Per advice from @annevk, posting this here as a problem-oriented discussion, rather than the solution-oriented proposal I made on the whatwg/html repository.
Problem
Getting ImageData for a frame from a video MediaStreamTrack, so that it may be processed in JavaScript, is inefficient. Highly inefficient in terms of memory usage, and moderately inefficient in terms of CPU usage.
If trying to process all frames in a video, the ImageData garbage (frames you’ve already processed) can quickly become large, for 1080p@30 FPS, that’s 240 MB/sec of discarded frames. Depending on the GC implementation, and the power of the device, this can render it unusable. Firefox on a Raspberry Pi 3, for example, will eat through all 1 GB of system memory in a few seconds.

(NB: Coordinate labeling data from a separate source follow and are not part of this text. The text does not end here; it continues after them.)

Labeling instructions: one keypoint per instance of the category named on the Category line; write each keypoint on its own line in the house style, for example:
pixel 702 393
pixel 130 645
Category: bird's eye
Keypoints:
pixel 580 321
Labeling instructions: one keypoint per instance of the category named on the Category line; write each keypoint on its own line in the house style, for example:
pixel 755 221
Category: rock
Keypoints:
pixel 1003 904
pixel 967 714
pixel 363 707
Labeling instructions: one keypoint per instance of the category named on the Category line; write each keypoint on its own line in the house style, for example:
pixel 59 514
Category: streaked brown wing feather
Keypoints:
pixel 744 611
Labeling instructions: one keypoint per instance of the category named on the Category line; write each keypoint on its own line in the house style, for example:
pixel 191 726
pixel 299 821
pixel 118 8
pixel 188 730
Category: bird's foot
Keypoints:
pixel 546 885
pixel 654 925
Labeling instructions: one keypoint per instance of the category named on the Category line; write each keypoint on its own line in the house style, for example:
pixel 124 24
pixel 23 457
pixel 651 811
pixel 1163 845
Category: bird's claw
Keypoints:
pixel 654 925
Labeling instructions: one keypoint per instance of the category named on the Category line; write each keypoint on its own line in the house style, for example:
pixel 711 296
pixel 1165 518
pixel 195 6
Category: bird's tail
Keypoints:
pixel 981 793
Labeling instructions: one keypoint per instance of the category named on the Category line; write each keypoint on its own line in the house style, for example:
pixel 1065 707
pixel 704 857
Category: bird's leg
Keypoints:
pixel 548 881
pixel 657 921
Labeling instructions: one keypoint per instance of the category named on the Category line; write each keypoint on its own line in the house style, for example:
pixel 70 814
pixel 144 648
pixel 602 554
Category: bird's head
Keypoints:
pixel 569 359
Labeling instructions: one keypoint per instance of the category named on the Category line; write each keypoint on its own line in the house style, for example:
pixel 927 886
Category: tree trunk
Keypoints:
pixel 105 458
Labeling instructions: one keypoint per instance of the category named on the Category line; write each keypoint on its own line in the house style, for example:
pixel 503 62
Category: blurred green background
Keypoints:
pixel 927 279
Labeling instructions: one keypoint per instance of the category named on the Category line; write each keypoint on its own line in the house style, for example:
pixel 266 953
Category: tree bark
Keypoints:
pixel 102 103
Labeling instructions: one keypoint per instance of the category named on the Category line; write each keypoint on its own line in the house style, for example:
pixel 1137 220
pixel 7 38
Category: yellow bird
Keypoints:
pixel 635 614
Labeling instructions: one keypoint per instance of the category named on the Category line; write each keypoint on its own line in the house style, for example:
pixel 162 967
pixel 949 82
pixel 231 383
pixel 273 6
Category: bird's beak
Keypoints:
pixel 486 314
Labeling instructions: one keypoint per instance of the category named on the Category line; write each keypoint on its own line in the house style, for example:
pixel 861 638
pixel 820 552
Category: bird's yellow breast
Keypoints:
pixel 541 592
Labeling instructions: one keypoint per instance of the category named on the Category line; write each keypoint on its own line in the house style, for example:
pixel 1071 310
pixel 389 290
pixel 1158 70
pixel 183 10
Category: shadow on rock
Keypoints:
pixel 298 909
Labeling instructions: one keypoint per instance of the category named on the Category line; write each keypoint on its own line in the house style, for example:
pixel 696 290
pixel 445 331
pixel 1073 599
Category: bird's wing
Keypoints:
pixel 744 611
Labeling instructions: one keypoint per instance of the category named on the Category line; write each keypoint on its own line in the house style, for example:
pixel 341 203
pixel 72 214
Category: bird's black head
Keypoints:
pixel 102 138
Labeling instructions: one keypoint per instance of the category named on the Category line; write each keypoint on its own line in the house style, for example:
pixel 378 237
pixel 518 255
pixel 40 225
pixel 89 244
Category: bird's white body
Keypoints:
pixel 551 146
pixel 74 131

CPU efficiency is also a problem. The current idiom for getting ImageData goes through a canvas, which are increasingly being made GPU-backed for better performance. For capturing video frames from a local webcam, this will mean CPU-to-GPU-to-CPU, which is unnecessarily inefficient.
An earlier post here (RFC: Proposal for integration Streams <--> MediaStreamTrack API) by @miguelao had a proposed solution which dealt with both of these inefficiencies: avoided using the canvas as an intermediary, and had the potential to alleviate memory problems by enabling ReadableStreamBYOBReader (bring-your-own-buffer) since it was adding ReadableStream to MediaSteamTrack.
Two years on from that proposal it looks like it stalled out. The overall problem outlined still exists.
Use Cases
- Barcode reading
- Face tracking
- Machine learning
- Augmented reality
With WASM there’s potential to quickly bring existing libraries which do these things into the JS world, and all you’d need to do is feed them the video data. Inability to efficiently get this data greatly hinders this, especially on lower-spec devices.